The objective of this basic research branch focuses on the study of the structure and dynamics of the lithosphere. The objectives are broadly applied to a number of tectonic settings that include collisional orogens, active and passive margins, and sedimentary basins, and are:
- To construct integrated petrophysical models of the lithosphere and underlying mantle at regional and global scales using potential fields, seismic velocities (from field experiments and laboratory measurements), thermal fields, and petrology.
- The study of the deformation of the lithosphere combining seismic profiling, surface geology, and numerical modeling.
- The structural, kinematic, and mechanical evolution of orogenic belts, including surface processes.
- To study how deep-seated processes affect the whole crustal column and interact with surface processes.
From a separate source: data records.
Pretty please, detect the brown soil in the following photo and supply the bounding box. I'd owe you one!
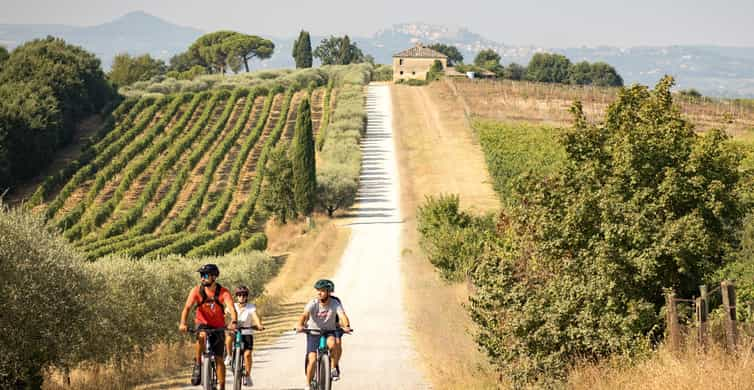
[4,115,104,206]
[155,99,245,233]
[217,94,283,232]
[391,83,499,389]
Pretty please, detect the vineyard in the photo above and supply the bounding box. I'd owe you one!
[29,69,348,260]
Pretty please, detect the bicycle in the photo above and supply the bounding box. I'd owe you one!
[188,328,225,390]
[294,328,353,390]
[231,326,257,390]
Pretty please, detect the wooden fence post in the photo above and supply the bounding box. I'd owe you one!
[665,291,681,352]
[720,280,738,351]
[696,284,709,348]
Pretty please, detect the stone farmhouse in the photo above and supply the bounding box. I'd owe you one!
[393,43,448,81]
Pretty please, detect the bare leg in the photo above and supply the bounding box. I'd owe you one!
[215,356,225,390]
[243,349,251,376]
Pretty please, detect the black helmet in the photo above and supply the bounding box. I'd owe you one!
[314,279,335,292]
[196,264,220,276]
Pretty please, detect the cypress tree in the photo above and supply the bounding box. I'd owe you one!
[293,30,312,68]
[291,98,317,216]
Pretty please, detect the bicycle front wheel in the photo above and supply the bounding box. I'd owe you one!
[233,348,244,390]
[202,356,214,390]
[317,353,332,390]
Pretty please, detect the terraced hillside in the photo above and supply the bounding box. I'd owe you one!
[36,87,332,259]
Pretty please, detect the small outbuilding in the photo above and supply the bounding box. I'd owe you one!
[393,43,448,81]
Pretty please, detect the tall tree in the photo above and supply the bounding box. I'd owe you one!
[526,53,571,83]
[429,43,463,66]
[293,30,312,68]
[314,35,365,65]
[108,53,167,86]
[226,34,275,72]
[291,98,317,216]
[260,142,296,224]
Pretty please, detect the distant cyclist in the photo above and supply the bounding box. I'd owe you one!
[178,264,238,390]
[297,279,351,389]
[225,286,264,386]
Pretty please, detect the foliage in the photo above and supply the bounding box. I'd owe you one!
[233,232,267,254]
[371,65,393,81]
[427,60,443,82]
[0,207,94,389]
[107,53,167,85]
[316,164,359,217]
[472,120,565,203]
[416,195,495,280]
[290,98,317,216]
[470,77,747,386]
[474,49,503,73]
[526,53,571,83]
[428,43,463,66]
[0,37,115,188]
[502,62,526,81]
[186,30,275,73]
[292,30,312,68]
[187,230,241,257]
[314,35,365,65]
[260,142,298,224]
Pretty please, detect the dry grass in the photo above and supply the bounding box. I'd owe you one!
[449,79,754,135]
[391,83,500,389]
[568,339,754,390]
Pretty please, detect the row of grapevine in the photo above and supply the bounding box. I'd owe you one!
[45,97,154,219]
[72,94,191,236]
[231,89,294,230]
[201,91,274,230]
[26,99,137,207]
[162,90,248,233]
[57,97,170,240]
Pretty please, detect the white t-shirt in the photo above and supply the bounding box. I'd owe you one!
[234,302,257,334]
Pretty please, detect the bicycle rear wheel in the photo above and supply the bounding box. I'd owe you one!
[233,348,244,390]
[202,356,214,390]
[317,353,332,390]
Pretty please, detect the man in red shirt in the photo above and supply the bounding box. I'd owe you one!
[178,264,238,390]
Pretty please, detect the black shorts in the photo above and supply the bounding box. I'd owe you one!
[197,325,225,357]
[241,334,254,351]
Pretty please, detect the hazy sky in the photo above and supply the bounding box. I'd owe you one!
[0,0,754,47]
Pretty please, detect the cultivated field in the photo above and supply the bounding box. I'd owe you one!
[35,84,332,259]
[448,79,754,135]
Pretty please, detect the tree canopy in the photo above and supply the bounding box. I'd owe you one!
[470,77,748,387]
[314,35,365,65]
[0,37,115,188]
[185,30,275,73]
[526,53,571,83]
[107,53,167,86]
[429,43,463,66]
[292,30,312,68]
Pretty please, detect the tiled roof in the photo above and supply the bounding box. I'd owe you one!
[393,45,448,58]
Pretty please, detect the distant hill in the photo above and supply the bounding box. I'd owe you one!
[0,12,203,69]
[0,12,754,97]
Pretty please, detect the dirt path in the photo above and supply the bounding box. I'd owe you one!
[391,83,500,389]
[178,85,429,390]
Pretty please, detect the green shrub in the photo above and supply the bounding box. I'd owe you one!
[232,232,267,254]
[472,120,565,203]
[187,230,241,257]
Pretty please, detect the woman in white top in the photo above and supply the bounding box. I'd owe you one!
[225,286,264,386]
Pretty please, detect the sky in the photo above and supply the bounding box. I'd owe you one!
[0,0,754,47]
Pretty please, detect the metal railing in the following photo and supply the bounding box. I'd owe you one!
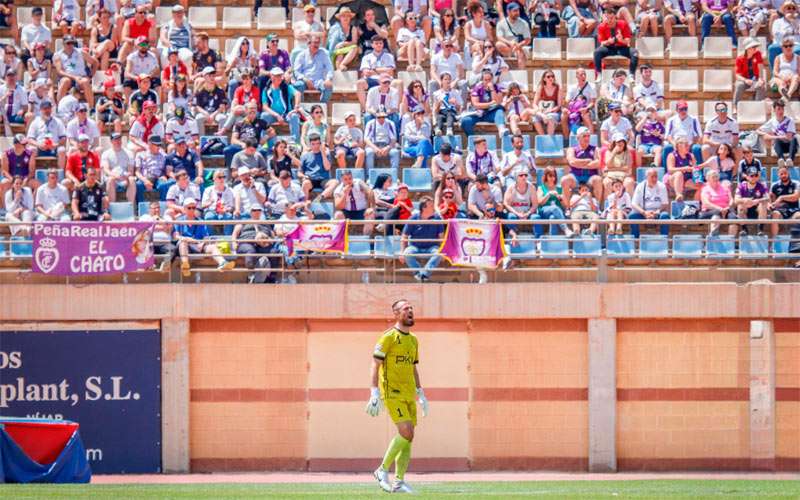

- 4D regional and local scale crustal models for the characterization and evolution of natural reservoir and ore deposits
Applied Geology and Geophysics.
This branch implies a collaborative research mainly with industry in the energy, geotechnical, and environmental sectors. These activities are not only directed to industry, but also to the scientific community since it forms part of our academic research. The main objectives are:
- In the energy sector, the geological structures and thermal conditions favorable to formation and trapping of hydrocarbons.
- In the mineral resources sector, perform regional and local studies as well as high resolution characterization of ore bodies for exploration and exploitation purposes, as well as addressing processes and models that favor the generation of this ore bodies.
- In the geotechnical sector, the study of the subsurface characteristics for the building of large-scale infrastructures such as tunnels, highways, and pipelines.
- In the environmental sector, the objectives are focused on prospecting for hazardous waste disposal sites and CO2 sequestration reservoirs, as well as monitoring its evolution as they are being used
Development of Geophysical Methodologies.
This branch implies the development of new geophysical methodologies, which involves:
- Research into new methods for seismic wave signal detection and processing, inversion methods (travel time, full waveform), and modeling of wave propagation.
- Development of new algorithms in Eulerian schemes that describe the kinematics of an interface during deformation to integrate geophysical and petrological data.
- Developing new approaches to active source seismic imaging.
- New approaches to subsurface characterization of the crust and lithosphere using natural sources and ambient noise interferometry, three component and muti- azimuth techniques).